Diese Aufstellung hat Haaser nun mehr als gerechtfertigt. "Ich hoffe, dass es in Zukunft weniger Diskussionen gibt", sagt der 27-Jährige mit einem Schmunzeln in Hinblick auf die Nominierung im Riesentorlauf.
"Ich habe mich gleich im ersten Durchgang gut gefühlt und habe mir vorgenommen, es im zweiten ähnlich anzulegen. Das ist mir, wie es ausschaut, sehr gut gelungen", erklärt der Weltmeister staubtrocken.
Besser geht es nicht
Emotionaler sind da seine Trainer. "Schon die Silbermedaille mit seiner Vorgeschichte, der Verletzung im Dezember, war Wahnsinn. Er ist mit dem nötigen Selbstvertrauen ins Rennen gegangen, einen super ersten Durchgang mit Nummer 22 gefahren und hat dann noch einen draufgesetzt. Besser geht es nicht", sagt ÖSV-Technikcoach Martin Kroisleitner.

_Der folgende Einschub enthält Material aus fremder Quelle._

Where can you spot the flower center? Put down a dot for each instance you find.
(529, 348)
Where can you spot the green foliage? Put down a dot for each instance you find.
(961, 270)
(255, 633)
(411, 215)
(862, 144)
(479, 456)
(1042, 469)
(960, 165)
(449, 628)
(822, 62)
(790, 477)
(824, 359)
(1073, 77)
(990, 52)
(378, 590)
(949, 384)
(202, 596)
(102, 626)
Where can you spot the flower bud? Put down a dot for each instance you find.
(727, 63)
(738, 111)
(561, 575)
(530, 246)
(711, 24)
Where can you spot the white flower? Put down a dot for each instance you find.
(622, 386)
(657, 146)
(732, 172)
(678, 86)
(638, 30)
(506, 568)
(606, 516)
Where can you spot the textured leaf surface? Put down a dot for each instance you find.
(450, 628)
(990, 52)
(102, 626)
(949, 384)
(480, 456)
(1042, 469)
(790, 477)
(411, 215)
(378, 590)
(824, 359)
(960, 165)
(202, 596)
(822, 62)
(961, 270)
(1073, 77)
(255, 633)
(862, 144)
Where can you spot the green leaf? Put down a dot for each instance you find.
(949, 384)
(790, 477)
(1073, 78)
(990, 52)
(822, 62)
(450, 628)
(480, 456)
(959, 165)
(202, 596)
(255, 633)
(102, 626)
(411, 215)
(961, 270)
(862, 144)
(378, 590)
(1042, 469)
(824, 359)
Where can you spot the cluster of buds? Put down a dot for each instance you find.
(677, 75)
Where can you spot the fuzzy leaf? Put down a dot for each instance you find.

Cheftrainer Marko Pfeifer meint: "Eine coole Sache - dass das so aufgeht, ist sehr schön. Ich glaube, die Silbermedaille hat ihn (Haaser) schon beflügelt. In der Schrägfahrt rein, da ist er fulminant gefahren, auch in der Zielfahrt rüber. Er hat nichts zu verlieren gehabt. Da hat alles zusammengepasst."